Business gets its way
It’s something that always bothers me: why are cars manufactured to go faster than the highest speed limits? Why am I even thinking about this, especially when it’s Christmas? Well, I was reading an old copy of PC Pro magazine and a journalist also made a similar remark about cars going fast in reference to the music industry’s successful hounding of p2p networks.
Sony won its landmark case decades ago that deferred responsibility from itself should anyone use video recorders for illegal activities. P2p networks ought to benefit from the same precedent, right? Well, no. Because they don’t have the same expensive lawyers to defend their interestes.
So, why hasn’t anyone sued a car manufacturer yet for deliberately making cars travel faster than the speed limit? Speeding can cause real harm to people, not just to the bottom-line.
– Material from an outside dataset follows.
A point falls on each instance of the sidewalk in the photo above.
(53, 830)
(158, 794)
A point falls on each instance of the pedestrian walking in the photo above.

January 18th, 2006 at 9:54 pm
Personally, roo, I like speeding. The long stretches of very flat and very straight and long Texas highways makes for great NASCAR training. I like to speed along the shoulder not much wider than your own car’s wheel base, with broken beer bottles, loose gravel, and putrid smelling armadillo corpses in the way. Then, when my turbo kicks in, hearing that “wrrrRRRR!” sound, oh baby, I smash that beyotch to the floor and kick it up around 200kmh or so. I swear I once saw the grim reaper hovering over my car as I dodged and weaved around those 18 wheelers as he cackled to me, “yehhh heh heh heh heh! faster! faster! yehhh heh heh heh!”
In all seriousness, I don’t know why either. But to be perfectly honest, brother, you tell me why I keep getting 3 inch long hairs shooting sideways off my ears and I’ll try and figure out an answer to YOUR question. It’s just one of life’s unanswered mysteries I suppose…
\\//_
January 18th, 2006 at 9:57 pm
Yo’ crazy, boy!
January 28th, 2006 at 9:48 pm
Fast cars are made to go fast with race tracks in mind. Also don’t forget that not all countries impose a speed limit on all roads. German Autobahns and the Isle of Man spring to mind.
Many people like to race cars as a hobby, taking Gran Tourismoo to the real world, because well, they can afford it.
Also, since the Sony case, laws have changed/been added since. It is generally implied that P2P is used for illegal purposes.